No doubt libertarians will object to labelling requirements at all, including active ingredients. But libertarians also tend to favor a vigorous civil law of torts — or should so favor, if they’re not hypocrites — as a substitute for the regulatory state. And part of tort law is the ability to subpoena evidence relevant to an alleged harm. In a libertarian legal order (stipulating for the moment the unlikely possibility that anything resembling corporate agribusiness could ever have arisen in a free market in the first place), given the prevalence of cancer like non-Hodgkin lymphoma among agricultural workers exposed to Roundup, there would long ago have been lawsuits in which Monsanto was compelled to disclose the full list of ingredients in Roundup. And in any case “trade secrets” guaranteed by law, or enforced by any means other than the actual secrecy of the company itself and non-binding on third parties, would not exist at all.
So the existence of legally protected trade secrets is a weapon against the health and welfare of the public, depriving them of any knowledge of the nature of toxic chemicals they may be exposed to.

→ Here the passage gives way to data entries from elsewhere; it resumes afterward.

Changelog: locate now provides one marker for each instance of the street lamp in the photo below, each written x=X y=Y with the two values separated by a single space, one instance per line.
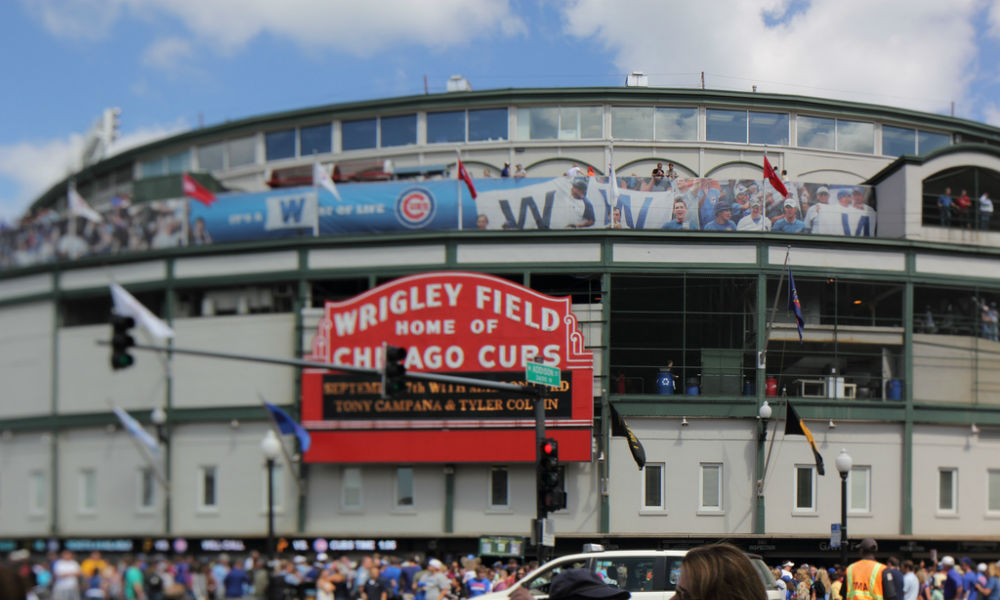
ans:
x=271 y=447
x=844 y=464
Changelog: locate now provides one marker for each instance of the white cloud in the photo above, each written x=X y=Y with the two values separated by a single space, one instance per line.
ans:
x=30 y=168
x=359 y=28
x=913 y=53
x=168 y=54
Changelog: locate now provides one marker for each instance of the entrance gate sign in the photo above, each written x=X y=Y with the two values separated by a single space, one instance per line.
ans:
x=455 y=323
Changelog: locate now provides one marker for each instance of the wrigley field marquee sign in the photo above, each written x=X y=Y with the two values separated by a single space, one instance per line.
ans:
x=455 y=323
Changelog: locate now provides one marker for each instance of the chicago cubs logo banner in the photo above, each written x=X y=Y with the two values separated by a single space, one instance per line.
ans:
x=464 y=324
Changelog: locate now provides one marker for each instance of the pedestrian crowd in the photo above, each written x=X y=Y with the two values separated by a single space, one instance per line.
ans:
x=370 y=577
x=905 y=580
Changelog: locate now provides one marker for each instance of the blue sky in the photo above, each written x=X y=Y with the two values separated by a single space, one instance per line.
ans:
x=172 y=63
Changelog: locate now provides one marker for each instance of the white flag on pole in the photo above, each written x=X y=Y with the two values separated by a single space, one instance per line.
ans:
x=136 y=430
x=126 y=305
x=321 y=178
x=79 y=207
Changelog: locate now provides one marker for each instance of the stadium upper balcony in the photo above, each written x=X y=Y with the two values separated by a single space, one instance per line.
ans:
x=880 y=168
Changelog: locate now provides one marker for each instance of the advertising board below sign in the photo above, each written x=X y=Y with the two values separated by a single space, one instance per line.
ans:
x=454 y=323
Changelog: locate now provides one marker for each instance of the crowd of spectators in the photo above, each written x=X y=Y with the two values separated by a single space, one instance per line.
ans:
x=319 y=577
x=923 y=580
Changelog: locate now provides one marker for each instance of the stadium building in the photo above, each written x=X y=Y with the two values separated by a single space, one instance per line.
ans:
x=685 y=325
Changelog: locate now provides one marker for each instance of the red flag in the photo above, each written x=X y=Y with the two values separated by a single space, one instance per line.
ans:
x=464 y=176
x=774 y=179
x=197 y=191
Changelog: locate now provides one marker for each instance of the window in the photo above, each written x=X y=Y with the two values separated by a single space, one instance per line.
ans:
x=499 y=479
x=37 y=493
x=242 y=151
x=805 y=489
x=279 y=144
x=399 y=131
x=539 y=123
x=211 y=157
x=87 y=491
x=859 y=489
x=446 y=127
x=208 y=497
x=404 y=487
x=993 y=491
x=711 y=487
x=147 y=489
x=277 y=487
x=358 y=135
x=769 y=128
x=948 y=490
x=726 y=125
x=350 y=494
x=897 y=141
x=816 y=132
x=632 y=122
x=317 y=139
x=928 y=141
x=652 y=487
x=487 y=124
x=675 y=124
x=855 y=136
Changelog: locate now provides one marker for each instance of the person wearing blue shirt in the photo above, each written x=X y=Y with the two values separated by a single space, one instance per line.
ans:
x=680 y=221
x=789 y=223
x=723 y=218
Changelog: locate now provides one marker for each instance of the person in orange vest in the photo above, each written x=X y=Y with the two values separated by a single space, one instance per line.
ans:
x=868 y=579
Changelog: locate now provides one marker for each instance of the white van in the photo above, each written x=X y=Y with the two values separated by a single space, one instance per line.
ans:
x=647 y=574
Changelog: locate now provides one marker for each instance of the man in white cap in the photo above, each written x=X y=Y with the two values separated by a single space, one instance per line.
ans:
x=952 y=588
x=434 y=582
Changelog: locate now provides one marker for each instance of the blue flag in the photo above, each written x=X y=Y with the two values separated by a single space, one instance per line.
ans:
x=794 y=305
x=288 y=425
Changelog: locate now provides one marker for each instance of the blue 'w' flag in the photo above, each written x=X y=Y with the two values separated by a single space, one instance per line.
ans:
x=288 y=425
x=794 y=305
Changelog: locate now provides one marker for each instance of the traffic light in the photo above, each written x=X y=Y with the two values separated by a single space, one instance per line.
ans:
x=551 y=496
x=121 y=341
x=393 y=371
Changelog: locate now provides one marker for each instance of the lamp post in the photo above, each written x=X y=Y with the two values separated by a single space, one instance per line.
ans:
x=158 y=417
x=844 y=464
x=271 y=447
x=763 y=414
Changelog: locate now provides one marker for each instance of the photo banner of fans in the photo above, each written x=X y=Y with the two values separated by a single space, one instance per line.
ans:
x=696 y=204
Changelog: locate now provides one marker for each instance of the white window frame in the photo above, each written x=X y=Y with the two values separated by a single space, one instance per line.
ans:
x=489 y=488
x=864 y=473
x=702 y=508
x=662 y=485
x=203 y=472
x=397 y=505
x=144 y=476
x=86 y=491
x=278 y=482
x=37 y=492
x=996 y=511
x=953 y=510
x=797 y=472
x=351 y=482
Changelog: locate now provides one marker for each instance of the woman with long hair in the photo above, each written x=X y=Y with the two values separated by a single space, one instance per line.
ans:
x=719 y=572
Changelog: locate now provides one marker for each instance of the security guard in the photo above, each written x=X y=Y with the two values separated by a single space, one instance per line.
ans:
x=868 y=579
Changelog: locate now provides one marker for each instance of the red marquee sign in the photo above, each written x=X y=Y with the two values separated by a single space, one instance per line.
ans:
x=466 y=324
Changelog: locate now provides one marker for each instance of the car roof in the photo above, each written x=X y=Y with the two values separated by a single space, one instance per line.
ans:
x=617 y=553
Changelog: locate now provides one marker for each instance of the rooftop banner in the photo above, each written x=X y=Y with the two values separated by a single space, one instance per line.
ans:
x=686 y=205
x=465 y=324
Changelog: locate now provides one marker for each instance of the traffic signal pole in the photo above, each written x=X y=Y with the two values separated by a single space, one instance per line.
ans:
x=540 y=511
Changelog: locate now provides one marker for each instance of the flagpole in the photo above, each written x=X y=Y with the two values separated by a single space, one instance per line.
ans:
x=278 y=433
x=458 y=182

This is nothing new. We’ve already seen it in regard to the cocktail of ingredients used in hydraulic fracturing, or “fracking,” which is also kept secret from the potentially affected public by “intellectual property.”

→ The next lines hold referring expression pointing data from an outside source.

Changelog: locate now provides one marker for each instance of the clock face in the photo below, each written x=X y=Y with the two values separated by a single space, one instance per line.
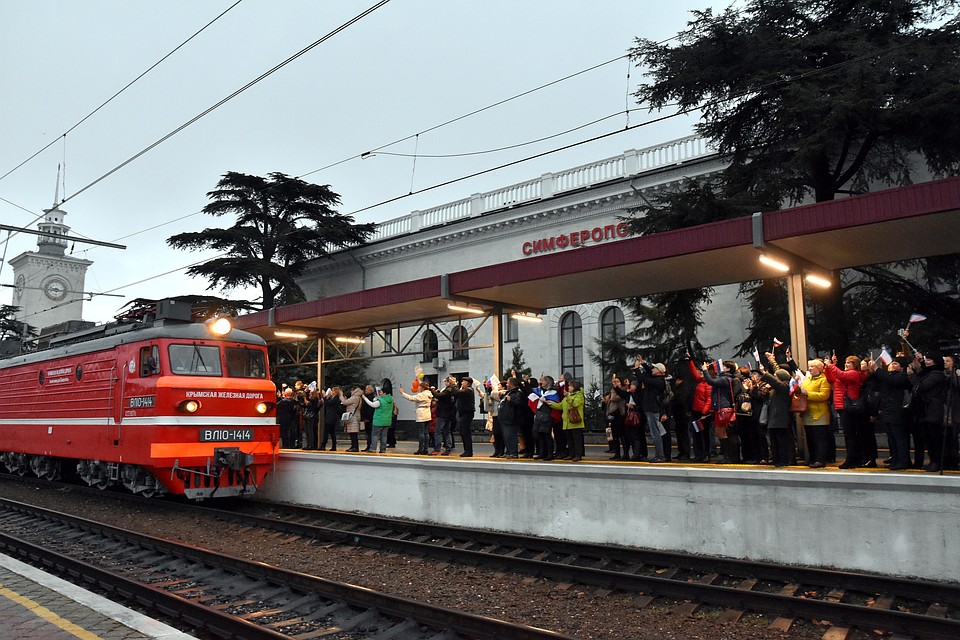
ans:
x=55 y=289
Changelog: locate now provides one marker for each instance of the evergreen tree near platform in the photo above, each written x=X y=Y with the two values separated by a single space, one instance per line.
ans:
x=811 y=99
x=517 y=364
x=281 y=224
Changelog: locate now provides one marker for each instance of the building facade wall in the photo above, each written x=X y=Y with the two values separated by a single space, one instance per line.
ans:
x=513 y=233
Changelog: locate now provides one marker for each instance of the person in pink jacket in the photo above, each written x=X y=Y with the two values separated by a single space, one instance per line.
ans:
x=854 y=420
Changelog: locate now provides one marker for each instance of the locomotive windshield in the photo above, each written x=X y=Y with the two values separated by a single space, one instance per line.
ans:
x=245 y=363
x=194 y=360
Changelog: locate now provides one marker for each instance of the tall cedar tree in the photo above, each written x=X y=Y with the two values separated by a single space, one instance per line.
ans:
x=11 y=328
x=282 y=223
x=815 y=98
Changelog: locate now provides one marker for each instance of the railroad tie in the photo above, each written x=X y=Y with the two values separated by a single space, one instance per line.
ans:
x=783 y=623
x=837 y=633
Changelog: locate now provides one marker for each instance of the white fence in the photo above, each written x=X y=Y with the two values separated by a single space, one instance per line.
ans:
x=550 y=184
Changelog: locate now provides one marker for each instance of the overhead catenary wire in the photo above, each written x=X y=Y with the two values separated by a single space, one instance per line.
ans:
x=791 y=79
x=233 y=95
x=681 y=112
x=63 y=136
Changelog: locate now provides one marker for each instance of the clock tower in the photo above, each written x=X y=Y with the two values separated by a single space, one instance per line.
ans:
x=48 y=284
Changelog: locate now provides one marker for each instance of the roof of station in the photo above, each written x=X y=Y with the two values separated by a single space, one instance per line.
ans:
x=885 y=226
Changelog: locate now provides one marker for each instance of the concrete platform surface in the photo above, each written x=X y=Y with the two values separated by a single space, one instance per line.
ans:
x=35 y=605
x=901 y=523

And, in addition to the deaths caused by “intellectual property” itself, the state doesn’t mind, when necessary, inflicting large-scale death in its enforcement of “intellectual property” — as indicated by leaked diplomatic letters from the Colombian embassy (“Leaks Show Senate Aide Threatened Colombia Over Cheap Cancer Drug,” The Intercept, May 14). Colombia has been taking steps towards approving a cheaper generic form of the patented cancer drug imatinib, which costs $15,000 for a year’s supply. An aide to Sen. Orrin Hatch — an intimate friend of the pharmaceutical industry and an ultra-hawk on all “intellectual property” issues — expressed “concern” to Colombian diplomats that if Novartis’s “intellectual property” rights were violated the drug industry might “become very vocal and interfere with other interests that Colombia could have in the United States.” In particular, “this case could jeopardize the approval of the financing of the new initiative ‘Peace Colombia.’” Peace Colombia is an attempt at a negotiated peace settlement between the government and guerrillas, and includes funding for the cleanup of land mines.
So basically Pharma’s Congressional hitmen are willing not only to cause death by denying affordable life-saving medicine. They’re also willing to obstruct (“Nice peace plan you got there…”) an end to a civil war that has killed thousands, and the deactivation of land mines in a country with the second-highest rate of land mine casualties in the world.
“Intellectual property” isn’t just theft. It’s terrorism.